The big picture of compilation in Rust

Is there any documentation out there which describes the process of digesting Rust source code and emitting the executable binary?

I know there are several steps involved (lexer, AST, lints, testing, benchmarking, compiler, linker, MIR, cross-compilation, optimizations, etc.) and several (non-Rust) components are required/recommended (cargo, LLVM, clang(?)). But I neither know if this list is complete, how those components interact, what can be configured (and how), etc.

Rather than jumping from one piece of puzzle to the next, I'd like to see some kind of big picture showing how all those gears play together along with a glossar that possibly links to the respective project website, source code, etc.

"The OpenGL Machine" is an elegant example of how a complex machinery can be boiled down to a single sheet. It doesn't necessarily have to be that low-leveled, but it gives you a good idea of what I'm looking for.

As a bonus: it would be nice to see which components are pure Rust :slight_smile:

8 Likes

We don't have a single document that describes this.

Generally speaking, the required tools are rustc, and some kind of linker. On top of that is Cargo, driving rustc. That's really it: Cargo provides the proper rustc invocations, and rustc will invoke the linker.

The more interesting bit is rustc internals, which is a lot of what you're talking about: it uses llvm internally, and has the phases you're talking about, etc. The source code has README.md files of varying quality which describe each part.

A "big picture" image (like the OpenGL machine you linked) would be very helpful for people that want to start hacking the compiler.

I drew a thing by hand! (Apologies for my poor drawing skills :-). Hopefully it gives you an idea of what Cargo and rustc do.

some notes:

  • AST === Abstract Syntax Tree
  • HIR === High-level Intermediate Representation
  • MIR === Mid-level Intermediate Representation
  • llvm-ir === LLVM Intermediate Representation
  • obj === Object file (ELF in Linux)
  • The rustc pipeline may be is a little off. The image in this blog post is more accurate.
  • The parser will "follow" mod foo items and parse other/external files as needed. The parser returns the AST of the whole crate.
  • As my drawing denotes, I'm not quite sure from which phase the metadata comes from.
  • The metadata is formatted as RBML (Really Bad Markup Language). "RBML was originally based on the Extensible Binary Markup Language" (according to the source code).
  • You probably already know but LLVM is an external dependency, it's used as a library and it's not written in Rust (it's written in C++).
  • The archiver used to be an external command (e.g. ar) but today we use an in-memory archiver that comes with LLVM. That's the new default, you can still use an external archiver if you want.
  • Currently, the linker is always an external command. On most platforms we use a C compiler (e.g. gcc) as a linker. Speculation: In the future, we may use an in-memory lld instead of an external command.
  • It's not explicitly shown but if e.g. crate B depends on crate A, rustc will load the libB.rlib and use its metadata to type check crate A. rustc may also take a generic function from libB.rlib metadata, "monomorphize" it and include that in libA.rlib (library) or ./A (executable).
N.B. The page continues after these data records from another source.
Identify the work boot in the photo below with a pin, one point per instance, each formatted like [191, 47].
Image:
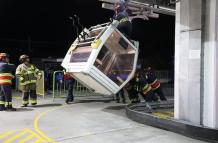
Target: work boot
[10, 108]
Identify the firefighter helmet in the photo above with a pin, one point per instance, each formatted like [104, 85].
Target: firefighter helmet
[23, 58]
[3, 56]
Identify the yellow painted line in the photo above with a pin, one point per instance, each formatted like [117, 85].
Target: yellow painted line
[6, 134]
[26, 139]
[15, 137]
[34, 134]
[39, 141]
[36, 121]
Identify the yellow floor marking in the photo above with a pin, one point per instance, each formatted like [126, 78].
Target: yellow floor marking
[36, 121]
[26, 139]
[15, 137]
[34, 134]
[6, 134]
[40, 141]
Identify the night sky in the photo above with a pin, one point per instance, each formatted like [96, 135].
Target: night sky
[45, 23]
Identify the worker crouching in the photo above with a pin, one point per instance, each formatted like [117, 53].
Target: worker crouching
[28, 74]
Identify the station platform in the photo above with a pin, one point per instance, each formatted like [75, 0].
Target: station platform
[81, 122]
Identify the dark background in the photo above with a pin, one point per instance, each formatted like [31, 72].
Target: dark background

Oh, and if someone wants to digitalize and improve my drawing, feel free to do so -- I give you permission/license to do so.

23 Likes

Nice drawing! :smiley:

Nit: rustc, not cargo, invokes the linker.

Right, that linker block should actually be inside /src's rustc block.

Here you go! :slight_smile:

I can't publish the svg here, but let me know where I should upload it so it doesn't get lost and can be used for further improvement, documentation or whatever.

9 Likes

@Azerupi probably submit a PR here GitHub - rust-lang/rust-forge: Information useful to people contributing to Rust

1 Like

They don't have a "compiler internals" page on the forge. I could create it but I have almost no knowledge of what happens inside the compiler. So besides that diagram, that page would be pretty much blank.. :wink:

Also I am not sure what the policy is for svg files in git repos? Personally I have found svg files unfriendly to version control when you modify them.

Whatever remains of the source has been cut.